"Andre Vieira (lists)" <andre.simoesdiasvie...@arm.com> writes:
> Hi,
>
> Addressed all of your comments bar the pred ops one.
>
> Is this OK?
>
>
> gcc/ChangeLog:
>
>          * config/aarch64/aarch64.cc (aarch64_vector_costs): Define 
> determine_suggested_unroll_factor and m_nosve_pattern.
>          (determine_suggested_unroll_factor): New function.
>          (aarch64_vector_costs::add_stmt_cost): Check for a qualifying 
> pattern
>          to set m_nosve_pattern.
>          (aarch64_vector_costs::finish_costs): Use 
> determine_suggested_unroll_factor.
>          * config/aarch64/aarch64.opt (aarch64-vect-unroll-limit): New.
>
> On 16/03/2022 18:01, Richard Sandiford wrote:
>> "Andre Vieira (lists)" <andre.simoesdiasvie...@arm.com> writes:
>>> Hi,
>>>
>>> This patch implements the costing function
>>> determine_suggested_unroll_factor for aarch64.
>>> It determines the unrolling factor by dividing the number of X
>>> operations we can do per cycle by the number of X operations in the loop
>>> body, taking this information from the vec_ops analysis during vector
>>> costing and the available issue_info information.
>>> We multiply the dividend by a potential reduction_latency, to improve
>>> our pipeline utilization if we are stalled waiting on a particular
>>> reduction operation.
>>>
>>> Right now we also have a work around for vectorization choices where the
>>> main loop uses a NEON mode and predication is available, such that if
>>> the main loop makes use of a NEON pattern that is not directly supported
>>> by SVE we do not unroll, as that might cause performance regressions in
>>> cases where we would enter the original main loop's VF. As an example if
>>> you have a loop where you could use AVG_CEIL with a V8HI mode, you would
>>> originally get 8x NEON using AVG_CEIL followed by a 8x SVE predicated
>>> epilogue, using other instructions.

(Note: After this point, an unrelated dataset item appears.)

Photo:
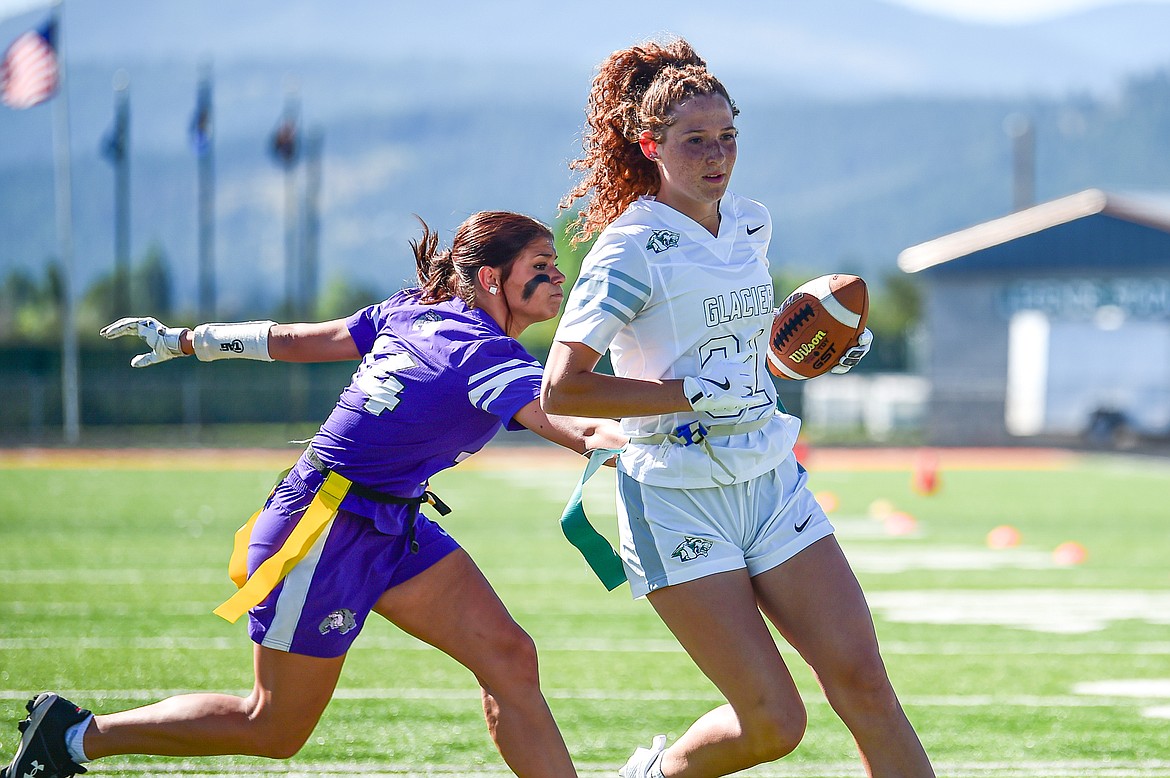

Whereas with the unrolling you would
>>> end up with 16x AVG_CEIL NEON + 8x SVE predicated loop, thus skipping
>>> the original 8x NEON. In the future, we could handle this differently,
>>> by either using a different costing model for epilogues, or potentially
>>> vectorizing more than one single epilogue.
>>>
>>> gcc/ChangeLog:
>>>
>>>           * config/aarch64/aarch64.cc (aarch64_vector_costs): Define
>>> determine_suggested_unroll_factor.
>>>           (determine_suggested_unroll_factor): New function.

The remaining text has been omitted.